Francophone Canadian art filmmaker Denis Cote presented himself in the main program of the festival in Berlin with this provocative, almost voyeuristic drama about three sex addicts who signed up for some kind of experimental therapy. Until the end, we won’t really understand why Leonie (Larissa Corriveu), Eugenie (Laure Giappiconi) and Geisha (Aude Mathieu) signed up for a 26-day therapy led by German therapist Octavia (Anne Ratte-Polle) with the assistance of social worker Sami (Samir Guesmi) since none of them seems to particularly want to get rid of their “problem”. And the way in which Cote filmed this sensitive drama seems somewhat exploitative, voyeuristic, while in a naturalistic, almost documentary style, we get to know the three protagonists with a hand-held camera and somewhat grainy retro photography.
I couldn’t fully understand what the point of the film was, which causes discomfort while we learn the life stories of these women. Geisha has decided to monetize her addiction to sex and works as a prostitute who does not hesitate to try to seduce a social worker on the first day.

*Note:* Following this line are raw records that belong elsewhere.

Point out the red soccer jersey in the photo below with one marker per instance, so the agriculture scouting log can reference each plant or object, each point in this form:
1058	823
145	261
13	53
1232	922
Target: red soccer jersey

Leonie was abused by her father as a child, and soon after that she began to fulfill her sexual fantasies in group sex sessions with rudeness and humiliation. Eugenie is very close to it, and she is also a drug addict. And very quickly it is clear to us that they all have a severe personality disorder, that they are all deeply traumatized and that they would most certainly love and wish that they were different people, but the question is how willing they are to change their behavior.
The question is whether something like this is possible at all, and it seems that more than one of them will change in those 26 days. The therapist, a university professor from Frankfurt, for whom participation in this bizarre experiment seemed like a good path towards a doctorate that could bring her her own chair. . Cote is already well-known as a filmmaker who likes to shock and provoke, and he did not fail his basic task even with “That Kind of Summer”, a bizarre and rather tiresome film about sex that unnecessarily stretched to almost two and a half hours.